Abstract

Multitarget detection in complex traffic scenarios usually has many problems: missed detection of targets, difficult detection of small targets, etc. In order to solve these problems, this paper proposes a two-step detection model of depth-perception traffic scenarios to improve detection accuracy, mainly for three categories of frequently occurring targets: vehicles, person, and traffic signs. The first step is to use the optimized convolutional neural network (CNN) model to identify the existence of small targets, positioning them with candidate box. The second step is to obtain classification, location, and pixel-level segmentation of multitarget by using mask R-CNN based on the results of the first step. Without significantly reducing the detection speed, the two-step detection model can effectively improve the detection accuracy of complex traffic scenes containing multiple targets, especially small targets. In the actual testing dataset, compared with mask R-CNN, the mean average detection accuracy of multiple targets increased by 4.01% and the average precision of small targets has increased by 5.8%.

1. Introduction

The trend of artificial intelligence has appeared in many fields of scientific research and industrial production. As an application of artificial intelligence, autonomous driving has attracted extensive attention in the industry since the first prototype of autonomous driving demonstrated by Google in 2014. Multitarget detection technology is an important foundation of autonomous driving technology; there have been many studies and improvements for detecting specific targets [1]. However, actual traffic scenarios usually have more complex backgrounds than ordinary scenarios and are often affected by light, occlusion, and weather. Therefore, when the scenarios appear in various categories of targets, such as vehicles [2], persons, and traffic signs [3], it is easy to miss the detection of small targets, which makes it difficult to detect multitarget completely. The missed detection of multitarget will have a huge impact on the next step of autonomous driving, assistance driving [4] and the judgment of actual traffic conditions. Therefore, due to the high requirements of intelligent driving for safety, how to improve the accuracy of multitarget detection and reduce the detection time and solve the fatal problem of missed target detection in multitarget detection seems vital right now.

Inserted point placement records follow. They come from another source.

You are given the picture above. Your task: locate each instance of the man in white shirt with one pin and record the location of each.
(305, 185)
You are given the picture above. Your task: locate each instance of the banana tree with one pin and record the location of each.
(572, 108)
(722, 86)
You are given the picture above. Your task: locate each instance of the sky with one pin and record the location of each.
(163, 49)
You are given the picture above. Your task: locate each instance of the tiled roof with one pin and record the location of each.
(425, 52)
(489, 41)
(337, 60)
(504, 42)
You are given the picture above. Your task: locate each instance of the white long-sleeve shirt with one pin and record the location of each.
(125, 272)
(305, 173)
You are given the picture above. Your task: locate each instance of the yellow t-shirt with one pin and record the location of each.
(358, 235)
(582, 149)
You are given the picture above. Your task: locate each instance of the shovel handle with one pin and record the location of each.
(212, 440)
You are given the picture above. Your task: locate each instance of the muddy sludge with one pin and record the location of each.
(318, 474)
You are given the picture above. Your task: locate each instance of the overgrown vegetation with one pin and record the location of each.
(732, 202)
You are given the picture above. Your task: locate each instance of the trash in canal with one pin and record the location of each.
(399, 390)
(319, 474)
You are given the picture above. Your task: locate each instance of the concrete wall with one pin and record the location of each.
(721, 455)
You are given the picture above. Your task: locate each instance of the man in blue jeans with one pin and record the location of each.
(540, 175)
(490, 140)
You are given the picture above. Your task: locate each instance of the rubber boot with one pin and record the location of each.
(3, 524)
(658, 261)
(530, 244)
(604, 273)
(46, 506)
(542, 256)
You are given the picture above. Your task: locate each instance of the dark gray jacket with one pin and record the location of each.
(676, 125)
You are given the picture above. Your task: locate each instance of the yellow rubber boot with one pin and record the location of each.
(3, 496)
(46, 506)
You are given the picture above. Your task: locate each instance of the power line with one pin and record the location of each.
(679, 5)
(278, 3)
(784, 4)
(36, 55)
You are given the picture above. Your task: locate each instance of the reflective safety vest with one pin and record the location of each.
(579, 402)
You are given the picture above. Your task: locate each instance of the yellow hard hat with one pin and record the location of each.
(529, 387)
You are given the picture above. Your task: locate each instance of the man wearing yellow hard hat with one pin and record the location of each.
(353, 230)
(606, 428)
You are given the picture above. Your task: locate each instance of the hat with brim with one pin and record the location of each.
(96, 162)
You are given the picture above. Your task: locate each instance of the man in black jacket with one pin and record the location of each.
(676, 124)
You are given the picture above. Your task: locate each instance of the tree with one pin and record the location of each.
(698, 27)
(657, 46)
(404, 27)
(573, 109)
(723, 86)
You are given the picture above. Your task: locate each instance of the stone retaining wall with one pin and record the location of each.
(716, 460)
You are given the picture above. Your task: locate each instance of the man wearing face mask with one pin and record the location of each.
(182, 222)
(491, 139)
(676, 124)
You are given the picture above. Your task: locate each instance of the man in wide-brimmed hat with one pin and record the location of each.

Traditional target detection methods mainly include frame difference method, background difference method, optical flow method, HOG [5], and SIFT [6]. The main steps generally include extracting target features, training corresponding classifiers, sliding window search, repetition, and false positives filtering. With the development of technology, convolutional neural network (CNN) [7] based on deep learning was proposed. Deep learning is widely used in many fields [8], we propose to apply CNN to avoid complex feature extraction and data reconstruction process in the traditional recognition algorithm, which is a robust and effective method for common detection tasks. According to the algorithm implementation steps classification, the algorithms based on deep learning can also be divided into “one-stage” target detection algorithm and “two-stage” target detection algorithm, mainly as follows: (1) “one-stage” detection methods are represented by you only look once (YOLO) [9] based on regression, mainly including YOLOv2 [10], YOLOv3 [11], and SSD [12]. They solve the detection task as a regression problem, that is, to directly predict the location, category, and corresponding confidence of each class in real-time detection. This kind of algorithm detects faster, but the precision is not ideal for small targets detection. (2) “Two-stage” detection `methods are represented by regional-CNN (R-CNN) [13] series based on region. They are generally implemented in two stages: producing some potential bounding box, then deploying a classifier to judge the right one according to its probability. Later, based on the R-CNN, other algorithms were improved and extended as fast region-based convolutional network (Fast R-CNN) [14], faster R-CNN [15], and mask R-CNN [16].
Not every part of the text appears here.